O acordo é parte de um substancioso pacote de cooperação assinado ontem, na Casa Rosada, a sede do governo argentino, pelos presidentes Luiz Inácio Lula da Silva e Cristina Fernández de Kirchner.
"Enriquecimento de urânio" e "ciclo de combustível nuclear" são expressões que os países que já têm armas nucleares costumam associar à bomba atômica.
O chanceler brasileiro Celso Amorim afasta qualquer especulação nesse sentido com argumentos sólidos: primeiro, a Constituição brasileira veda o uso não-pacífico da energia nuclear; segundo, "os países que têm programas militares não fazem programas conjuntos de bomba [atômica]".

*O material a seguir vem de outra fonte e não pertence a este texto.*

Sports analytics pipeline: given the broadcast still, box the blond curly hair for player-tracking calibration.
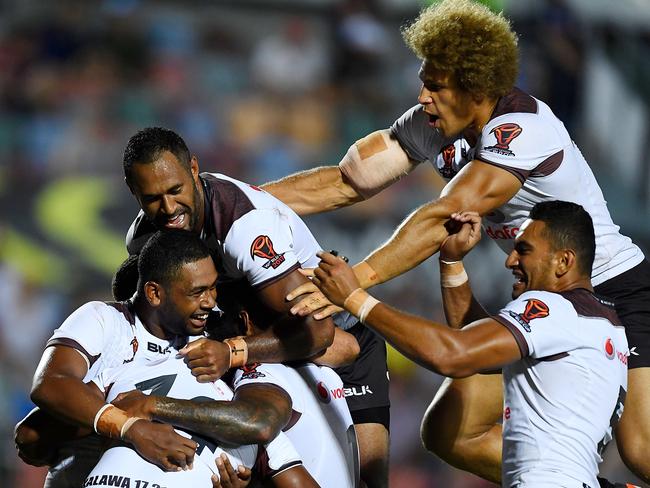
[402,0,518,99]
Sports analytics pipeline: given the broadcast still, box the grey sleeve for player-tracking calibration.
[390,104,445,163]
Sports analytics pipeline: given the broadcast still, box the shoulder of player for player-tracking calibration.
[502,290,574,320]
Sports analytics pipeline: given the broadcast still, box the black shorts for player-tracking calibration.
[335,323,390,430]
[594,259,650,370]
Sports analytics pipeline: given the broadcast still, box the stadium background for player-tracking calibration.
[1,0,648,486]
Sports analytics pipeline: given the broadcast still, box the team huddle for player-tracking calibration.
[14,1,650,487]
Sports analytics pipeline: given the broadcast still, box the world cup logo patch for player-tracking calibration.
[250,235,286,269]
[484,123,523,156]
[507,298,549,332]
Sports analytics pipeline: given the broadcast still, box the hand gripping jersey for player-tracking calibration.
[126,172,357,329]
[233,362,360,488]
[85,347,301,488]
[390,88,644,285]
[493,289,628,488]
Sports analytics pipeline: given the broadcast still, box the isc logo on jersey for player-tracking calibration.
[250,235,286,269]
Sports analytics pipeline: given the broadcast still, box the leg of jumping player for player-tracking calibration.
[421,374,503,484]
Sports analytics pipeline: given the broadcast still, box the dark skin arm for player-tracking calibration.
[310,327,360,368]
[30,345,198,471]
[270,465,320,488]
[113,383,292,446]
[312,252,522,378]
[181,269,335,382]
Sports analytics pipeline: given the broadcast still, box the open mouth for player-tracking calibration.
[428,113,440,127]
[189,312,209,329]
[162,212,187,229]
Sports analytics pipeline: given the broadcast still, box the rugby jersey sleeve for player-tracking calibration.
[477,114,564,183]
[223,208,301,288]
[232,363,292,395]
[46,302,115,368]
[257,431,303,479]
[494,291,580,359]
[390,104,445,163]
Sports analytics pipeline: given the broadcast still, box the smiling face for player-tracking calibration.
[417,62,478,138]
[158,256,218,337]
[505,219,561,299]
[128,151,204,233]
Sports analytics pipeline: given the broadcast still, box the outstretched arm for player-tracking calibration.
[262,130,416,215]
[358,161,522,289]
[312,252,521,378]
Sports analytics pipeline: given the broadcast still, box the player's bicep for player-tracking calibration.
[34,345,91,383]
[440,160,522,215]
[455,318,522,375]
[256,268,312,313]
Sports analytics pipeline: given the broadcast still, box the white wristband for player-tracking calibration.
[120,417,142,440]
[93,404,114,434]
[358,295,380,323]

O ministro acha que o acordo com a Argentina "será mais uma demonstração de que o uso que ambos os países farão da energia nuclear é pacífico".
O argumento é reforçado por Rodrigo Baena Soares, da embaixada brasileira em Buenos Aires, que lembra o acordo quadripartite firmado em 1991 por Brasil, Argentina, a Agência Internacional de Energia Atômica e pela ABACC (Agência Brasil/Argentina de Controle e Contabilidade de Material Nuclear), que garante o uso pacífico do átomo.
Todos esses fatos podem não impedir desconfianças, de que dá prova a queixa dos Estados Unidos sobre o fato de o Brasil não ter assinado o chamado "Protocolo Adicional" ao TNP (Tratado de não-Proliferação Nuclear). Por esse protocolo, as agências internacionais podem fazer visitas de inspeção sem aviso prévio à instalações nucleares dos países firmantes.
O Brasil alega que as inspeções poderiam expor segredos tecnológicos. Mas os EUA contra-atacaram afirmando que era um péssimo exemplo em um momento em que há pressão dos países ocidentais para inspeções completas no Irã.
O acordo nuclear ontem assinado pelos dois países é ambicioso: prevê o desenvolvimento de "um modelo de reator nuclear de potência que atenda às necessidades dos sistemas elétricos dos dois países e, eventualmente, da região".
Enquadra-se, portanto, na tese de que o presidente Luiz Inácio Lula da Silva defendeu ontem: a questão energética regional não pode se limitar à discussão sobre quanto gás a Bolívia pode ou tem que exportar para Brasil e Argentina. Deve ser tratada "estruturalmente", acha o presidente.
Em discurso no Senado argentino, Lula foi mais específico, ao defender uma "estratégia conjunta" dos países sul-americanos que leve em conta o potencial hídrico da região, os biocombustíveis e o potencial nuclear, além do gás, obviamente.
"Temos que construir juntos um projeto sem que cada qual abra mão de sua soberania", disse Lula.
O acordo com a Argentina na área nuclear estabelece prazos curtos: até fim de junho, devem começar as negociações para a constituição da empresa binacional de enriquecimento de urânio.